Penguin & Programmer
Hey, I've been trying to crack a really efficient memoization scheme for a recursive solver—any chance you'd want to dissect the trade-offs?
Sure, let’s break it down. The main trade‑off is memory versus speed. If you memoize every sub‑problem you’ll kill the recursion time, but you’ll also use a lot of RAM. For deep or wide trees, that can explode. One trick is to limit the cache size—evict the least‑used entries when you hit a threshold. That keeps memory in check but can re‑compute some states if they pop back up. Also, think about the cost of the key: simple tuples are fast, but complex objects slow hash lookups.
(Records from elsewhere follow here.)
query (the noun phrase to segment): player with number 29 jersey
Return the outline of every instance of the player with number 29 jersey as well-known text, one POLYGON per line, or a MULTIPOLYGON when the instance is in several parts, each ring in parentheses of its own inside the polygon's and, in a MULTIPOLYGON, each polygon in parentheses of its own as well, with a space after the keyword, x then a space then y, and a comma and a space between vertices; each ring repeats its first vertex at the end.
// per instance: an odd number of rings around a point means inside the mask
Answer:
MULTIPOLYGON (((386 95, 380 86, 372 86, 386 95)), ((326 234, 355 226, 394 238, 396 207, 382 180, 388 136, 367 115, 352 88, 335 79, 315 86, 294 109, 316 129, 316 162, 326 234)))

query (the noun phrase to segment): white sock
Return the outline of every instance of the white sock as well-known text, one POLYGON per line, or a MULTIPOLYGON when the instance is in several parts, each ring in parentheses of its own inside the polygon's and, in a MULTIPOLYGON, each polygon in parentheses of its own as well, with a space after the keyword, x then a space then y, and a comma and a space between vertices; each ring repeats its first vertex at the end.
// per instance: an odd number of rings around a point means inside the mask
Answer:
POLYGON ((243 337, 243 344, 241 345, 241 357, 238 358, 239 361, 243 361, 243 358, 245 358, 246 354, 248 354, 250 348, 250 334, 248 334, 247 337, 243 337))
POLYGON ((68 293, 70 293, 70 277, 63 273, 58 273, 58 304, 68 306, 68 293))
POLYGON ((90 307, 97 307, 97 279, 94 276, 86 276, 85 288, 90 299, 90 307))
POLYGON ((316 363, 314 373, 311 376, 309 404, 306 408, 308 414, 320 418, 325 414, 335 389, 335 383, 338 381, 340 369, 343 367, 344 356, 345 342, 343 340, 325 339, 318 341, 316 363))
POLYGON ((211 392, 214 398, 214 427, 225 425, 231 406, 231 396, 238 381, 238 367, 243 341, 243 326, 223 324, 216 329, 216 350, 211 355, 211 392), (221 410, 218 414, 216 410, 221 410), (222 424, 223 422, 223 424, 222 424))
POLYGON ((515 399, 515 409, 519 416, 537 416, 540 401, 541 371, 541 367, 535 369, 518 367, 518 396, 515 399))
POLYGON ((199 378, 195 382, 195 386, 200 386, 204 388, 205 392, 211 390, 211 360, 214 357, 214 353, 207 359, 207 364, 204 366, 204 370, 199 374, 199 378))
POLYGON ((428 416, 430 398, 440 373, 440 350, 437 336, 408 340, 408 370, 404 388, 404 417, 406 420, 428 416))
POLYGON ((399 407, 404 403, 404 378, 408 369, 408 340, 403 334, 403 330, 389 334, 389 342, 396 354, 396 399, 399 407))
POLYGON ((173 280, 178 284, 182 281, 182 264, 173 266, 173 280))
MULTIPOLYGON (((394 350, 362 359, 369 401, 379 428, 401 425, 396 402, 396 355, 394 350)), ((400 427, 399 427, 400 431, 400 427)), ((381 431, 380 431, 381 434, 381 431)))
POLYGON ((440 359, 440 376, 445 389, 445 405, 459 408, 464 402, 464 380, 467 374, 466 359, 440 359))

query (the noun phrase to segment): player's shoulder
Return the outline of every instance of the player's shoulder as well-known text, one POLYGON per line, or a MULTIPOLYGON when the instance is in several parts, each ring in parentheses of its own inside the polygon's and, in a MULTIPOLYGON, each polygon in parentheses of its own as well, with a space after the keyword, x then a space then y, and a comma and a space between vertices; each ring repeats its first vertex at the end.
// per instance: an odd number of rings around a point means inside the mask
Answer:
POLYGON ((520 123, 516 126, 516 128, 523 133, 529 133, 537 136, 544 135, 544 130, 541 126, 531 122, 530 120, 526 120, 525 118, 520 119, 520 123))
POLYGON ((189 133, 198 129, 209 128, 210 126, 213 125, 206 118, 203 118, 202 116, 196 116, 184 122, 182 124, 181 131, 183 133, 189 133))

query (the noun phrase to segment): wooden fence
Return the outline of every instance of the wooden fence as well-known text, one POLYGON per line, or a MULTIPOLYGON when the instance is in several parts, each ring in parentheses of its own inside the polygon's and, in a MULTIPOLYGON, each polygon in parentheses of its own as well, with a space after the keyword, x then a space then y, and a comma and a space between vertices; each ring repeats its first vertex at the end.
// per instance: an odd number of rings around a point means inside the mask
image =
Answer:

Finally, if the recursion has a lot of overlapping sub‑problems, memoization pays off quickly; if not, the overhead can outweigh the benefit. Aim for a balanced cache that keeps the most valuable states around and discards the rest.
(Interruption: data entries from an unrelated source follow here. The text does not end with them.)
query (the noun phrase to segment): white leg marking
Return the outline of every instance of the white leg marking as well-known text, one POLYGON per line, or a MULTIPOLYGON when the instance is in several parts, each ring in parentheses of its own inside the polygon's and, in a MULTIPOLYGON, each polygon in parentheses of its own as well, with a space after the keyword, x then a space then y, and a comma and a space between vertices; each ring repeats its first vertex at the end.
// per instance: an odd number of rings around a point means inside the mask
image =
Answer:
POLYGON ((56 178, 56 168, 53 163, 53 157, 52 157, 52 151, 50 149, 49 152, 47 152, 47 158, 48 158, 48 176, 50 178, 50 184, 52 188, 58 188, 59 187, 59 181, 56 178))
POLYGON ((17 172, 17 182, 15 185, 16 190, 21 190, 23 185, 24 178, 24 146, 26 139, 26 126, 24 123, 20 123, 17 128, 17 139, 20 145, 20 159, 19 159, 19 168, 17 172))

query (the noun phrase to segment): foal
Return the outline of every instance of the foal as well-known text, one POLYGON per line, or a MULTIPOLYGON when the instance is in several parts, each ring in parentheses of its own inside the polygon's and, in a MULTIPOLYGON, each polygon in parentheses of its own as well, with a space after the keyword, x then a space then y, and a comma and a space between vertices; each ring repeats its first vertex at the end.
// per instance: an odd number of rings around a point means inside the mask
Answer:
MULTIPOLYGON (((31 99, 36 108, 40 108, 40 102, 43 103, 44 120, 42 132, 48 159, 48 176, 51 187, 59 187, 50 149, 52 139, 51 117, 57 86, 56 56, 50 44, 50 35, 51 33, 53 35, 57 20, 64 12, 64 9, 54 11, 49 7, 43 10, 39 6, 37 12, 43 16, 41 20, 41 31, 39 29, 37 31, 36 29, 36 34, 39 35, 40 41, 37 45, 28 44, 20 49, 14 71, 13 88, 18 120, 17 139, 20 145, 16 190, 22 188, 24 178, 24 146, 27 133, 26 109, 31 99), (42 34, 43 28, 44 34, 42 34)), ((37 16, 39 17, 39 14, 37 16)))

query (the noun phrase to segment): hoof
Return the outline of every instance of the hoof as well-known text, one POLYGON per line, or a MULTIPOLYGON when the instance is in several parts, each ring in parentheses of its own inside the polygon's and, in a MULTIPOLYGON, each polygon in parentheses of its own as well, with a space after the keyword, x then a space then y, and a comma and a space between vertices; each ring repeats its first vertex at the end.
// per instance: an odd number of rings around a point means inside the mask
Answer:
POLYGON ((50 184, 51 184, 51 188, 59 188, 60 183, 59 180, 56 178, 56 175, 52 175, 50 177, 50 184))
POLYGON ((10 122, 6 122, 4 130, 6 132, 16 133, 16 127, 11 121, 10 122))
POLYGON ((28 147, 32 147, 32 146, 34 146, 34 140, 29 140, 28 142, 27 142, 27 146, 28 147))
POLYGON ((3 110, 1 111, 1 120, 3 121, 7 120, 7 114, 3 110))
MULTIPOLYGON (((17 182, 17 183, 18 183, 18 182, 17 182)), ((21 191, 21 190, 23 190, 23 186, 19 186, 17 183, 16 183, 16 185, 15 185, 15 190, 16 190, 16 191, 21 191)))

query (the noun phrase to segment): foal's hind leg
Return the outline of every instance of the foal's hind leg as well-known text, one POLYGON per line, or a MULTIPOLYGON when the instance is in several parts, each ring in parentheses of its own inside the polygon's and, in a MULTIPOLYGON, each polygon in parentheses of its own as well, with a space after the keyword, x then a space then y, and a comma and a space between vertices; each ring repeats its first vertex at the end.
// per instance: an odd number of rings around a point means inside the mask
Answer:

Sounds solid. Just remember the LRU logic can get tricky if the recursion depth changes mid‑run—make sure the eviction policy still matches the problem’s access pattern. If you hit a hit‑rate drop, try a smaller eviction window or even a simple TTL. Keep it tight, and the performance won’t bite.
Got it, I’ll keep the LRU window dynamic and monitor hit rates closely. If the depth fluctuates, a sliding window with a small TTL should smooth out the churn. Thanks for the heads‑up.
Nice plan—just log the hits, and if the rate drops, tweak the TTL. Good luck, and keep the stack sane.
Sounds good. I’ll log the hits and adjust the TTL when needed. Will keep the stack under control.